Le locataire de la Maison-Blanche fraîchement installé ne bougera certainement pas le petit doigt pour Soros le Démocrate convaincu, qui a dépensé un milliard de dollars dans la campagne d’Hillary Clinton et qui aurait été, selon ses partisans, l’ordonnateur suprême des immenses manifestations anti-Trump de Washington, Chicago, New York, Los Angeles et Indianapolis en marge de l’Inauguration Day. Pourtant, Soros avait prêté 160 millions de billets verts au magnat de l’immobilier, qui souhaitait construire un grand hôtel en 2004 dans la capitale de l’Illinois. Encore une amitié qui tourne au vinaigre.
«Le gouvernement hongrois a déniché une thématique où ses opposants n’ont pas de quoi riposter politiquement. Les ONG ne s’alignent pas aux élections et n’aiment pas l’opposition actuelle, donc le débat est pipé. Elles ne diront jamais qu’Orbán doit partir et se cantonnent à dénoncer l’injustice des attaques subies. La Fidesz est avantagée dans cette confrontation à sens unique car la majorité de ses électeurs se méfie des financements étrangers. Et pendant ce temps-là, les échecs criants dans l’éducation et la santé passent à la trappe», détaille le politologue Csaba Tóth, de l’institut Republikon.
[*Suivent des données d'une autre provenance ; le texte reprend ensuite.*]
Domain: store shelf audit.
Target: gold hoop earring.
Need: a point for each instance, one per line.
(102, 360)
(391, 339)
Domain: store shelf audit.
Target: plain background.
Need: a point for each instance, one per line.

Le fait que le gouvernement ait par ailleurs élaboré un programme de lutte contre la corruption omettant le financement des partis et la protection des lanceurs d’alerte alimente d’autant plus le soupçon quant à ses intentions. Outre TASZ et le Comité Helsinki, la nouvelle provocation de Budapest fait planer l’incertitude sur l’avenir du Mediapart local Átlátszó.hu, de l’Université d’Europe Centrale, du think-tank Political Capital ou de l’association féministe Patent, soit le coeur des intérêts sorosiens en Hongrie. Le hard power orbániste tolère modérément le «soft».